O mal de Crohn e a retocolite são enfermidades inflamatórias intestinais que produzem sintomas no aparelho digestivo, mas podem também se manifestar com inflamações em outras partes do corpo, como olho, articulações, pele, entre outras.
Com a medida, pacientes que comprovarem as doenças por meio de laudo médico terão direito de receber do Ministério da Saúde gratuitamente os remédios necessários ao tratamento prescrito.

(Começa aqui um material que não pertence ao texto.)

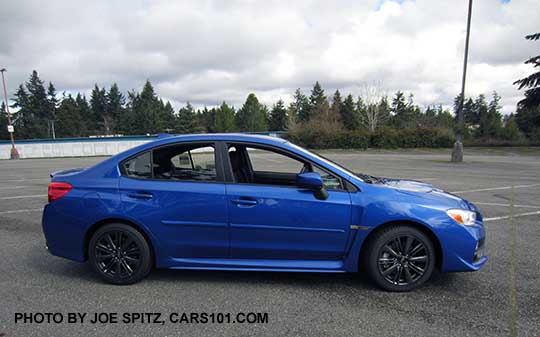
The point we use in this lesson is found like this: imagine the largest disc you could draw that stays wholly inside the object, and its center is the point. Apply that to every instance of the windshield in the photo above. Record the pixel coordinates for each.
(324, 159)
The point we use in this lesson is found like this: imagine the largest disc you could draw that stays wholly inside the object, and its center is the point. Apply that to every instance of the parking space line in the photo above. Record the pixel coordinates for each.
(22, 211)
(511, 216)
(506, 205)
(27, 196)
(12, 187)
(496, 188)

De autoria dos deputados Juninho do Pneu (União-RJ) e Patrick Dorneles (PSD-PB), o projeto considera doença rara a patologia, debilitante ou incapacitante que atinja 65 pessoas a cada 100 mil habitantes. O texto equipara a pessoa com doença rara à pessoa com deficiência para todos os efeitos legais.
O relator, deputado Dr. Zacharias Calil (União-GO), apresentou parecer pela aprovação da matéria. “Considerando a relevância dessas doenças no nosso meio, o impacto para o SUS e as limitações que se apresentam para as pessoas acometidas, apoiamos a aprovação do projeto”, afirmou.
Tramitação
A proposta tramita em caráter conclusivo e ainda será analisada pelas comissões de Finanças e Tributação; e de Constituição e Justiça e de Cidadania.